Hawkesbay River science
Hawke’s Bay Regional Council carries out many activities to improve the health of our region’s rivers and lakes. Hastings students were able to join Dr Gary Rushworth from HBRC’s fresh water science team and Sally Chandler HBRC Community Engagement Coordinator in analysing the Tutaekuri river and Raupare rivers.
Students recorded data for the Tutaekuri and rivers including river flows; nitrate, phosphate, pH and conductivity levels alongside observing and counting the diversity of macro invertebrates in the rivers.
Every catchment in the region will in time have its own management plan. To date, HBRC has adopted and is implementing the Tukituki Plan (October 2015). For eg, the Tukituki River tends to have a build up of periphyton (slime and algae) during warm summer months when water flows are low. This compromises instream habitats and makes the river unattractive, especially for recreation. A concern is the incidence of cyanobacteria algal growth in some stretches of the river as this can turn toxic and affect human and animal health. Plant nutrients, particularly nitrogen (N) and phosphorus (P), sunlight and water temperature determine the amount of slime and algal growth in rivers and streams.
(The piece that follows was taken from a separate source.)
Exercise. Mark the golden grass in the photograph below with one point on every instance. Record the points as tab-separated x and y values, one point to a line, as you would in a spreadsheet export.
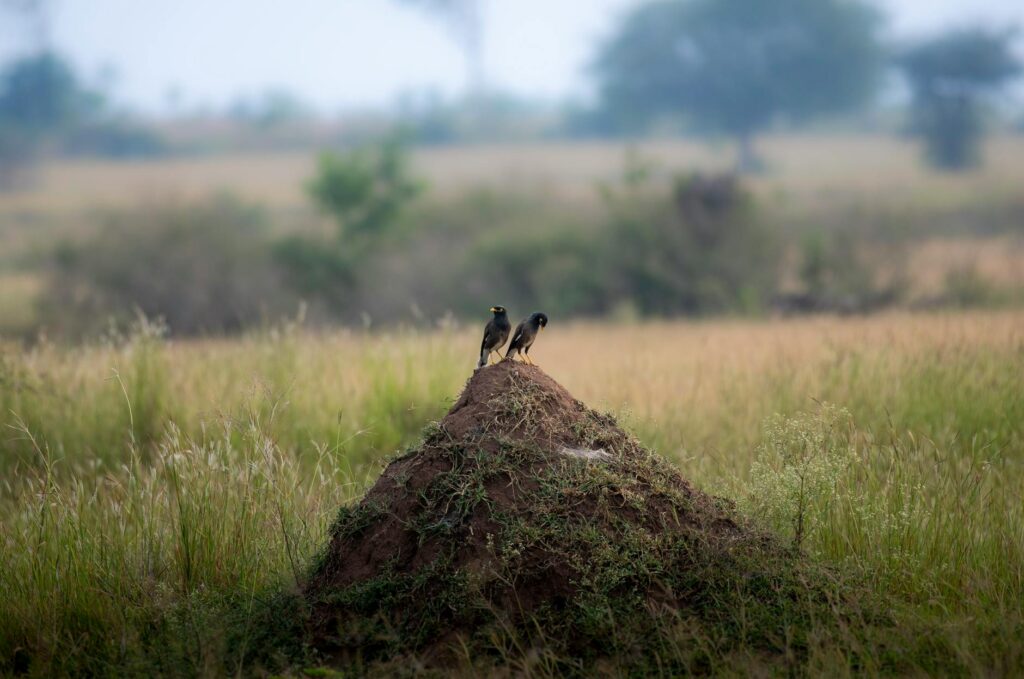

This engagement by our rangatahi is very timely considering the recent publication by Tony Wright Newshub on How polluted are New Zealand rivers? The article identified 3 contaminants that contribute toward polluting our waterways -levels of sediment; levels of nutrients and bacterial growth. Each of which students had the opportunity to measure.
Initial results are not a final indicator of water quality. As Rob Davies-Colley in Soil Horizons newsletter issue 23 cautions: 'river water quality can vary greatly from day to day. Even rivers that have good water quality most of the time may be turbid and polluted by faecal microbes during floods. Typically, diffuse pollutants move mainly during storm flows, whereas contaminants from wastewater are highest at low flow when dilution in receiving rivers is least'.
'Gradual improvements in the visual clarity of New Zealand rivers over 25 years, possibly reflecting soil conservation work and exclusion of livestock from channels by riparian fencing' is evidenced. 'However, a strong increase in nutrients, particularly N, has occurred over the same period in many rivers, reflecting intensification of pastoral agriculture'.